温湖脸色不变,像是完全没看出温竹脸上隐隐的排斥一般,推着轮椅上前,不动声色地瞥了眼四周:“没什么,只是我资历不足,谷中有些事情不好管,只能来向你请教。”
温竹脸色纠结起来。
他也知道天色晚了,留温湖在自己这里不大好,更别说自己唯一的孩子还在呢,可谷中事务也不是可以随意拖延的……
焦文思都不忍心自己这位父亲再纠结了,当下便干脆利落地说了告辞,转身走了。
第二天吃了午饭,他兴冲冲地去找父亲。
出乎意料,门牢牢地锁着。
日头挺毒,焦文思站了一会儿,头上便微微渗出汗水,衣服也有些粘腻地沾在身上。
他忍不住更用力地敲了敲门,里面还是没人应声。
以为温竹在午睡,他也不敢再吵,想着温竹身体不好,多休息也好,便乖乖找了门外一处树荫,蹲坐着等。
时间一点点过去。
焦文思的心情从一开始的高兴期待,渐渐变成了难以言说的委屈烦闷。
系统看不过去自己看着长大的小咸鱼这么难受,花了点被萌指数给他兑换了个小风扇塞到手里,叫他对着脸吹一吹。

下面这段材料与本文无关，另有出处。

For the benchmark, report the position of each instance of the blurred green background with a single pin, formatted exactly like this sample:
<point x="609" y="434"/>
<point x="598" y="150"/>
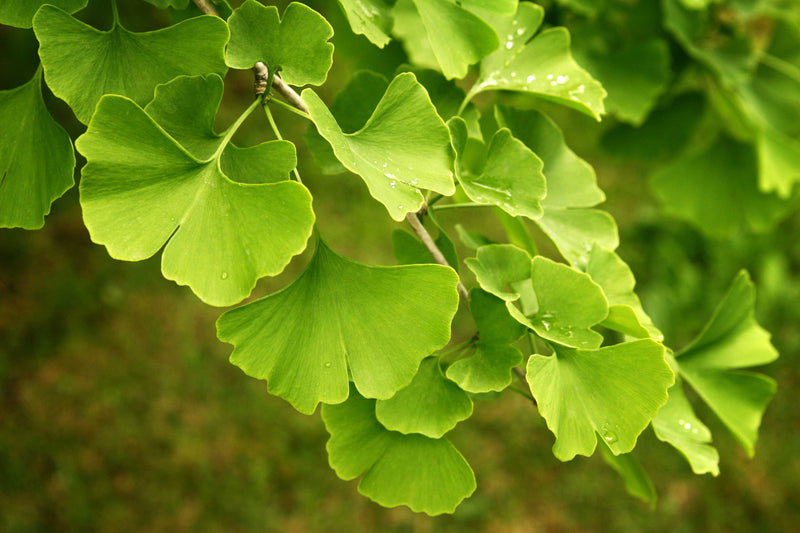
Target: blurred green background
<point x="120" y="412"/>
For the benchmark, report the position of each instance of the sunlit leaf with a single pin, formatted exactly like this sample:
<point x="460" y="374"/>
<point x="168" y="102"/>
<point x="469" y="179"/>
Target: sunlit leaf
<point x="614" y="392"/>
<point x="29" y="182"/>
<point x="404" y="146"/>
<point x="81" y="64"/>
<point x="338" y="318"/>
<point x="428" y="475"/>
<point x="296" y="45"/>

勉勉强强地打起精神谢谢系统,他继续在系统满怀担心的目光中蔫巴下去了。
过了不知道多久,久到黄昏的晚风吹来,久到焦文思从一开始的生气愤怒到了委屈巴巴到了难受想哭到了内心空荡荡的,一个小弟子才匆匆忙忙赶过来。
他四处搜寻了一下,找到了蹲在角落里发霉的焦文思,赶紧上前禀告:
“抱歉抱歉,焦少爷,温湖前辈突发旧疾,身体不适,温竹前辈去照顾他了。因为情况危急,竟没空给您留下个口信,现在好不容易等温湖前辈情况稳定了,便派我来知会您一声。”